Early clinical trials of eDSP demonstrated that treatment was feasible and could be used in children as well as older adults. PK analyses demonstrated dexamethasone levels up to 28 days post-infusion. Notably, the mean dose used in these early trials did not exceed 10 mg of eDSP per infusion suggesting that glucocorticoid receptor occupation could be achieved with a low eDSP dose. The absence of expected steroid-related side-effects across studies was remarkable.

These early trials had small sample sizes, lack of multicenter validation, and inconsistent control groups hampering efficacy confirmation. Observed technical challenges and variability in erythrocyte loading prompted continued improvement of the technology and process controls, leading to automation and reliable drug loading into erythrocytes.

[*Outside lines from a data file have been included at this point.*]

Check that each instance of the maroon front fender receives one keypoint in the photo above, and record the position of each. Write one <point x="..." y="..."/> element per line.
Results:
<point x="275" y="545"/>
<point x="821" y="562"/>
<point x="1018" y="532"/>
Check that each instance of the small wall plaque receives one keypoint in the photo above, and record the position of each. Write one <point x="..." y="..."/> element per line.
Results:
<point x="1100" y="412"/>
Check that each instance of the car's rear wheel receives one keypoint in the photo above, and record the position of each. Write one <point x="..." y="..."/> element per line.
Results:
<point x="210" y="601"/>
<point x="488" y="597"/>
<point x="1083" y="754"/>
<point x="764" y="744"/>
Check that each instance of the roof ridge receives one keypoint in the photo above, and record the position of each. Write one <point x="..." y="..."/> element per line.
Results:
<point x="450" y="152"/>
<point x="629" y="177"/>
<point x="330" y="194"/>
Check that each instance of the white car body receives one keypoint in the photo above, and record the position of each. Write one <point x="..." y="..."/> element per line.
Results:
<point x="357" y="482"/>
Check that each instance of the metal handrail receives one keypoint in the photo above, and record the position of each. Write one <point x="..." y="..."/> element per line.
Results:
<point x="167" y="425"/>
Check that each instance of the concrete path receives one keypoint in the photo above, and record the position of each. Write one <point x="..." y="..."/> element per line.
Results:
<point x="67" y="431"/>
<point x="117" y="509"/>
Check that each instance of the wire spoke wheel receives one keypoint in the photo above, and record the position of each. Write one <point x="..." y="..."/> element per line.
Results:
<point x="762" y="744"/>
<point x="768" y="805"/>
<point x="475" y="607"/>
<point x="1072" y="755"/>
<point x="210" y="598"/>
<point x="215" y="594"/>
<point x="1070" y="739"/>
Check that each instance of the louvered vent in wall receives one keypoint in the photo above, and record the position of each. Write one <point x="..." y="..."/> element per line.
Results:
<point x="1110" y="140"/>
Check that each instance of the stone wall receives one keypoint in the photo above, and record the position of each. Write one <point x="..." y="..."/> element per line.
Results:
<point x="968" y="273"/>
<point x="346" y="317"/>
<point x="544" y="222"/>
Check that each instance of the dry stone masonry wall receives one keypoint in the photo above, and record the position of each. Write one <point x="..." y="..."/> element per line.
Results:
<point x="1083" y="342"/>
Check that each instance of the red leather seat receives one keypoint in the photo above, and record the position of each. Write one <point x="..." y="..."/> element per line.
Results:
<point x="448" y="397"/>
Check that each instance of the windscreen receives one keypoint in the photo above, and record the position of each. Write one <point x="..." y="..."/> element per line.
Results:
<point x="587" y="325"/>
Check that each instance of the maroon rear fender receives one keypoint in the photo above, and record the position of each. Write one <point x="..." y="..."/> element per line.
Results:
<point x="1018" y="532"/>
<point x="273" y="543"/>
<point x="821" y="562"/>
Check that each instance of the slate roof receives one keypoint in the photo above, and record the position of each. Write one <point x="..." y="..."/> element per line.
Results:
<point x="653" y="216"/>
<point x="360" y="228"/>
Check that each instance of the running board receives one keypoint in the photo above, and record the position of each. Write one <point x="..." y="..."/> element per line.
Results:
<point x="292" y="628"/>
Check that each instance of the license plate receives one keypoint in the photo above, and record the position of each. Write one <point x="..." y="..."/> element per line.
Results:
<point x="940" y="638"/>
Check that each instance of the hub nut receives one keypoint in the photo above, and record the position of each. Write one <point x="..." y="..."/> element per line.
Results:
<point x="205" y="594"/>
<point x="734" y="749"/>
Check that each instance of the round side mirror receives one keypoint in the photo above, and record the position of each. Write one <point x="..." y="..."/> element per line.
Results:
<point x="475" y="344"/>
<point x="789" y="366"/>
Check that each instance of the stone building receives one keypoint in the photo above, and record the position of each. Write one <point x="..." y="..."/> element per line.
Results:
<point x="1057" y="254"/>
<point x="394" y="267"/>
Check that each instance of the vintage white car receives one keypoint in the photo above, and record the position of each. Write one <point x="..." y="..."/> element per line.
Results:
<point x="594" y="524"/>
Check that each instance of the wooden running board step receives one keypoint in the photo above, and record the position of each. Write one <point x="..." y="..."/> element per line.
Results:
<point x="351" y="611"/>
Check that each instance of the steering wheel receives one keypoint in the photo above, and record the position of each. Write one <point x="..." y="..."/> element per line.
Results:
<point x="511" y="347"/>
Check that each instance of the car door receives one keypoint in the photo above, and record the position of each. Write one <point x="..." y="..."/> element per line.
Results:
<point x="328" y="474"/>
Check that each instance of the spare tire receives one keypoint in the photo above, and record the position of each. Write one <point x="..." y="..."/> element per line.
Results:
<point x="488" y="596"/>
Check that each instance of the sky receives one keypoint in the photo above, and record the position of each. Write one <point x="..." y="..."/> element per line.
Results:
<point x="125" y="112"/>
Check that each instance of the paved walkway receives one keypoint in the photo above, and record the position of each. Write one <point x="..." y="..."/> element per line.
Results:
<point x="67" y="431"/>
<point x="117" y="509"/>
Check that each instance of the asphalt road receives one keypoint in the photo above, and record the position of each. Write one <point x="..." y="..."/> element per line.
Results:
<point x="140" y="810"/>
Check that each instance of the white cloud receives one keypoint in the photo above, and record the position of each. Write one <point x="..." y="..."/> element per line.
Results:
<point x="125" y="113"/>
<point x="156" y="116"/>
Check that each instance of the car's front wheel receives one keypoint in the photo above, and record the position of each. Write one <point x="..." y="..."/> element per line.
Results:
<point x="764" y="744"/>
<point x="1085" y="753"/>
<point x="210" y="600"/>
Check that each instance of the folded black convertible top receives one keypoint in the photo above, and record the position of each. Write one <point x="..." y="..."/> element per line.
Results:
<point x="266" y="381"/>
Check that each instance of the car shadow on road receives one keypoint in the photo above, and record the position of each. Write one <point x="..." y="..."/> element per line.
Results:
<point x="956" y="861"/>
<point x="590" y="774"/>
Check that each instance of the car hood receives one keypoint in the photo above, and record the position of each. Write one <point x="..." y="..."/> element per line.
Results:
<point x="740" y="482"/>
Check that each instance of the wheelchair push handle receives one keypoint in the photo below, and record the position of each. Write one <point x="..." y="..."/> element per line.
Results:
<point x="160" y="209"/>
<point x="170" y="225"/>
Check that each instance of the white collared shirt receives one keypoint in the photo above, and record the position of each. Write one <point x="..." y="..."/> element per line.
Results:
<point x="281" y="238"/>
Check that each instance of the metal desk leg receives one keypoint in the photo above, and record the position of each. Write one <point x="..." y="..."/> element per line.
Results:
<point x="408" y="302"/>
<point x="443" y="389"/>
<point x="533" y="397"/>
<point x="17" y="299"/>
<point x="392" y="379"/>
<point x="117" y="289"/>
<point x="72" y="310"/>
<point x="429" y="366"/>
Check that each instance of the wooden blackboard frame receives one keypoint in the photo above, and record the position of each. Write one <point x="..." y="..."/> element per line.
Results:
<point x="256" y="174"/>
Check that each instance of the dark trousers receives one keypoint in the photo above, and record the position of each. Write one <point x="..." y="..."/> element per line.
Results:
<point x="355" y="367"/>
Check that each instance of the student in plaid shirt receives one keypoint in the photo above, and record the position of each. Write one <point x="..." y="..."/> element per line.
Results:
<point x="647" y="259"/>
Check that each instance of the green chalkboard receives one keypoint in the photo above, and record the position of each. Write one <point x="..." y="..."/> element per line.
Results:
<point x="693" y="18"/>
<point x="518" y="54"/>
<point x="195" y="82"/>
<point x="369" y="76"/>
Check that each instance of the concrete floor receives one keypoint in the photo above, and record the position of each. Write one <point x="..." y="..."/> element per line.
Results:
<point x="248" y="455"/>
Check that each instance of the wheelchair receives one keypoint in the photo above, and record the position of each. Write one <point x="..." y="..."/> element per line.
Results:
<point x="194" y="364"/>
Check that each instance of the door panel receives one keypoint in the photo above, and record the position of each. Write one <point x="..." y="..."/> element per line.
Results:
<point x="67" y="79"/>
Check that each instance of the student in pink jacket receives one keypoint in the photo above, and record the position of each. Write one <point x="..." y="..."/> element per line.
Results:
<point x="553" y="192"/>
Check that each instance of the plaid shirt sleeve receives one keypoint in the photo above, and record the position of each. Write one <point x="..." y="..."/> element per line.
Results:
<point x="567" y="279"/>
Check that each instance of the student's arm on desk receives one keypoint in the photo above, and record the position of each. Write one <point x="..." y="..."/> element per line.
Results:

Due to systemic toxicities, the use of corticosteroids in inflammatory disorders continues to decrease since the early 2000s and has been supplemented by biologic agents. Biologics target specific cytokines or receptors, which limit their efficacy to the subgroup of patients with a disease driven by that pathway. Corticosteroids, through their global suppression of inflammatory gene expression across multiple pathways, lead to reliable and rapid symptom control in a wide range of patients. Delivery of eDSP minimizing systemic exposure and toxicities, described in these early clinical studies and subsequently confirmed in children with ataxia telangiectasia treated for longer than 2 years, warrants a renewed attention to use of corticosteroids delivered via RBC in selected inflammatory conditions.